À Auschwitz, tout est calme et il fait un froid glacial. Des glaçons se sont formés sur la clôture de barbelés qui entoure le vaste terrain et qui est souvent photographiée et montrée comme un symbole de terreur. Le thermomètre affiche -13°. Un vent glacial souffle continuellement sur l'ancien camp de travail et d'extermination allemand d'Auschwitz-Birkenau.
Légèrement penché en avant, mais d'un pas rapide, Jacek Zieliniewicz avance sur les routes glacées que les détenus eux-mêmes ont dû fabriquer il y a plus de 70 ans. Il passe devant la garde centrale, des baraques, des ruines de fours crématoires où des milliers de personnes ont été gazées et brûlées. Il continue le long de la voie ferrée par laquelle des Juifs, des prisonniers politiques, des handicapés, des homosexuels et des Roms ont été amenés au camp, dans des trains de marchandises, et n'en sont jamais ressortis. Pour des millions de personnes, Auschwitz-Birkenau est connu comme le plus grand camp de concentration et d'extermination. Un symbole du génocide.

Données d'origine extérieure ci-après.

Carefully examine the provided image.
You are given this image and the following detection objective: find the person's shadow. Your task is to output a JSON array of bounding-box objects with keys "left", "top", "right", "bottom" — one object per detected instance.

« Je ne ressens plus aucune haine »
« Nous étions tous affamés. Mais le pire pour moi, c'était d'avoir si froid. Nous étions toute la journée à l'extérieur, qu'il pleuve ou qu'il neige », explique Jacek Zieliniewicz qui a dû supporter ce froid épuisant pieds nus et vêtu seulement d'un mince uniforme de prisonnier rayé noir et blanc. Il a été arrêté en août 1943, enfermé comme prisonnier politique. Il a survécu au camp d'Auschwitz-Birkenau et, après son transfert, à celui de Dautmergen situé près de Rottweil (sud-ouest du pays, ndlr). Jacek Zieliniewicz est l'une de ces rares personnes à être sorties vivants de l'emprise du Troisième Reich et à pouvoir encore parler de cette horreur. Pour raconter son histoire, l'homme voyage souvent dans toute la Pologne et revient régulièrement à Auschwitz. Il se rend aussi en Allemagne, ce pays autrefois si redouté, et parle avec des étudiants ou de jeunes adultes. « Je ne ressens plus aucune haine et c'est ma victoire. Il n'y a pas de mauvaise nation, il n'y a que de mauvaises personnes », raconte ce père de deux filles. Sa captivité terminé, il a travaillé comme ingénieur dans l'industrie de la viande.
Après 50 ans d'exercice, le Polonais a pris sa retraite. Son occupation est aujourd'hui de transmettre son expérience, d'éduquer les jeunes et ainsi de lutter contre l'oubli. « Vous n'êtes pas responsables du passé, mais vous êtes responsables de l'avenir », dit Jacek Zieliniewicz aux 22 jeunes journalistes venus à Auschwitz d'Allemagne, de Pologne et d'autres pays d'Europe centrale et orientale dans le cadre du projet Nahaufnahme 2014 organisé par la Maximilien-Kolbe-Werk (organisation d'aide aux survivants de camps de concentration et d'extermination et de ghettos, ndlr).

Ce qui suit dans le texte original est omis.